Speech therapy is often stated as a covered benefit by most insurances, though speech therapy insurance coverage is actually highly dependent on the member’s specific plan and dictates what the employer or independently purchased plan has specified. This means two people can have Blue Cross Blue Shield insurance, but if those plans are purchased through different methods, coverage of speech-language services diagnoses will often vary.
The first step is to call your insurance company and ask what documentation is required to begin pursuing speech-language services. Responses will vary. Some companies will state a referral is not required, though in all cases a doctor\’s prescription is required and many providers will not initiate services without the doctor’s involvement if insurance is being billed.
Parents are encouraged to be proactive in this process. Just asking if you are covered for “speech” therapy is not enough to determine if you are covered for the specific treatment your child needs. Remember, you are dealing with an insurance company, and the goal of insurance is to spend as little as possible. This is often done by providing misinformation to unsuspecting consumers.
When asking about coverage, ask specific questions, including the diagnostic (ICD-10) and procedure codes (CPT) covered by the plan. You will find that some insurance companies will cover the assessment, but not the therapy sessions, and others do not cover any portion of the service at all when the diagnosis is not covered.
Many plans limit speech therapy insurance coverage for pediatric speech-language services, unless therapy is due to accident, injury, or other illness (i.e. rehabilitation). Some policies exclude children by age, and/or others refuse to cover school age children because they are expected to receive speech-language services in school settings. Other policies may state they will pay for treatment of medical conditions, but will not pay for autism or developmental delays (e.g. late talkers, articulation deficits), as this is considered habilitation.
Speech & Language Services and Autism Spectrum Disorder
When seeking speech language services for children diagnosed with Autism Spectrum Disorders, over 35 states provide insurance coverage. In Georgia, this law is called Ava’s Law. Information related to other states can be found here.
Denials and Appeals
If you are denied coverage, always ask for the denial in writing. This document will state the denial reason, and you will use that to follow your insurance’s appeal procedures. Insurance companies count on consumers not to appeal. Most people don’t do it because it is time consuming.
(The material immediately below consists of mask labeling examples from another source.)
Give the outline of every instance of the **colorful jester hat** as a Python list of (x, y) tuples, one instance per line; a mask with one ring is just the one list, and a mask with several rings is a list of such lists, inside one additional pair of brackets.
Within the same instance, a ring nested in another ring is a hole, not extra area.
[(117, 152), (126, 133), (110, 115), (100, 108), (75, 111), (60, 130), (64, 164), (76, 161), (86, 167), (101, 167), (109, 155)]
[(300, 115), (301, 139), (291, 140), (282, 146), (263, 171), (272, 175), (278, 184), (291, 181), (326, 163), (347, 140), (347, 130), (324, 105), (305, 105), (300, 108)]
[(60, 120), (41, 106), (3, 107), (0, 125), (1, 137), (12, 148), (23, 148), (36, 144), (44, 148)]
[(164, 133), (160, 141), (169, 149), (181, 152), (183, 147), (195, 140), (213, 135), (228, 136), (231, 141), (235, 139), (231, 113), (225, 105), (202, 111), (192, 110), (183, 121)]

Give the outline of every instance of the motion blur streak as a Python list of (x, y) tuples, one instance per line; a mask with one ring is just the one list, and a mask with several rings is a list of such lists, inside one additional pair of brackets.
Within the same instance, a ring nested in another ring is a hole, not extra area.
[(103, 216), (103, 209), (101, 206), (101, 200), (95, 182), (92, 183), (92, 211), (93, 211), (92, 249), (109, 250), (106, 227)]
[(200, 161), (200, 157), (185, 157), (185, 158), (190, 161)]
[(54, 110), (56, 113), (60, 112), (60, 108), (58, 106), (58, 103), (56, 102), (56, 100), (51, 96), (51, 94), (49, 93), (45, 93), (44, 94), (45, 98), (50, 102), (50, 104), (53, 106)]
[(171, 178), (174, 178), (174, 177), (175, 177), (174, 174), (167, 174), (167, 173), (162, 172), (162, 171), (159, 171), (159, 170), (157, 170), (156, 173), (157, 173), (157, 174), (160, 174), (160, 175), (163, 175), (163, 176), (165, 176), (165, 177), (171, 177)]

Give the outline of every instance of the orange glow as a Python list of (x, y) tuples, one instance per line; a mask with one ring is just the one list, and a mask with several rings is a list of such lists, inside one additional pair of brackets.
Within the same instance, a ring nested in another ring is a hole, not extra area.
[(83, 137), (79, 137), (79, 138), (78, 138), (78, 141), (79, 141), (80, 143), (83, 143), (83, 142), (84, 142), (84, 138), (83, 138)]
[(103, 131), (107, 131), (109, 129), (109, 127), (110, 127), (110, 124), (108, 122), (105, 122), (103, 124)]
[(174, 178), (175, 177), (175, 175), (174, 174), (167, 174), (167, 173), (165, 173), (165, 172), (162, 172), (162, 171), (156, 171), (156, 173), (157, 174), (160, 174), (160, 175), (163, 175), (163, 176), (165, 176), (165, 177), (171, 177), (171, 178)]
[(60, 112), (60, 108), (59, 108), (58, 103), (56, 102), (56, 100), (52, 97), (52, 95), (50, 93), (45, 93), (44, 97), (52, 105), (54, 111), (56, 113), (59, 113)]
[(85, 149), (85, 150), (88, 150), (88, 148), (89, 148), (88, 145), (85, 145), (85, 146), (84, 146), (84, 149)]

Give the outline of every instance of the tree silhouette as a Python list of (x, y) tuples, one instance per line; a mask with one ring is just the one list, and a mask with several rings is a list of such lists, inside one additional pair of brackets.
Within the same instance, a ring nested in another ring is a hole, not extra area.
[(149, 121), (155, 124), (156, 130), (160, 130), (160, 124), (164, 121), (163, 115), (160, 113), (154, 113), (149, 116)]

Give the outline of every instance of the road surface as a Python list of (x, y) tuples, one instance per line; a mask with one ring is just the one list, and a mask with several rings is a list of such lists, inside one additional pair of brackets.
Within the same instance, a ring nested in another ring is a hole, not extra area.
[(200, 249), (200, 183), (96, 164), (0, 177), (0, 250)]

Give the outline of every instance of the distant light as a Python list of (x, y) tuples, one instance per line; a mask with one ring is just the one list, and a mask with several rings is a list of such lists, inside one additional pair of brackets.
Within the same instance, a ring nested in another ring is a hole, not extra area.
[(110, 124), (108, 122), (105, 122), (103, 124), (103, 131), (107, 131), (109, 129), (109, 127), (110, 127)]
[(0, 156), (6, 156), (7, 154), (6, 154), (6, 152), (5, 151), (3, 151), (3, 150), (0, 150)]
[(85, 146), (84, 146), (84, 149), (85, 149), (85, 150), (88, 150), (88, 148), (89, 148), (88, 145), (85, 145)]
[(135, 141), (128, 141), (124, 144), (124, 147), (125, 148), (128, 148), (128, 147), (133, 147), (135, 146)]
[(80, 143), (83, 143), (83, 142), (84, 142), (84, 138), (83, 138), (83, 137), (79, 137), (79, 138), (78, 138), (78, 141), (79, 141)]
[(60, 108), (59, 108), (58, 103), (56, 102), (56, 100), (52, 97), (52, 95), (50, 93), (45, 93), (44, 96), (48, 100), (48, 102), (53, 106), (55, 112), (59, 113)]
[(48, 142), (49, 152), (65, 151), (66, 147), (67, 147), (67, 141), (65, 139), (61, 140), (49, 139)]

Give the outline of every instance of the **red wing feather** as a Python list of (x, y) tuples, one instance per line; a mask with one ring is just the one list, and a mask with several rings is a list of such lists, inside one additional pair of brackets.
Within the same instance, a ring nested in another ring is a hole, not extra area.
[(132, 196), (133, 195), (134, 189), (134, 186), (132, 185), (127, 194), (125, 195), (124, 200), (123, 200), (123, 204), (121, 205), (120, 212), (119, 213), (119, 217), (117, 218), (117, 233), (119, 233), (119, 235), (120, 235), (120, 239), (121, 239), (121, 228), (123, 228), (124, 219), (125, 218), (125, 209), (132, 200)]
Along the way, document all conversations with insurance representatives. Documentation can be very helpful for an appeal. In some states, even if you have exhausted appeal procedures within your insurance company, you can appeal to your state’s insurance commission, some of which allow for the filing of complaints online. We’ve detailed How to Appeal a Speech Therapy Insurance Denial on our blog, which includes sample letters, etc.
After you have submitted your intake form, and your appointment is scheduled, Atlanta Speech Therapy will review the details of your insurance policy online and/or contact your insurance company to determine your plan benefits and provide you with an estimate of costs prior to your first visit to our office.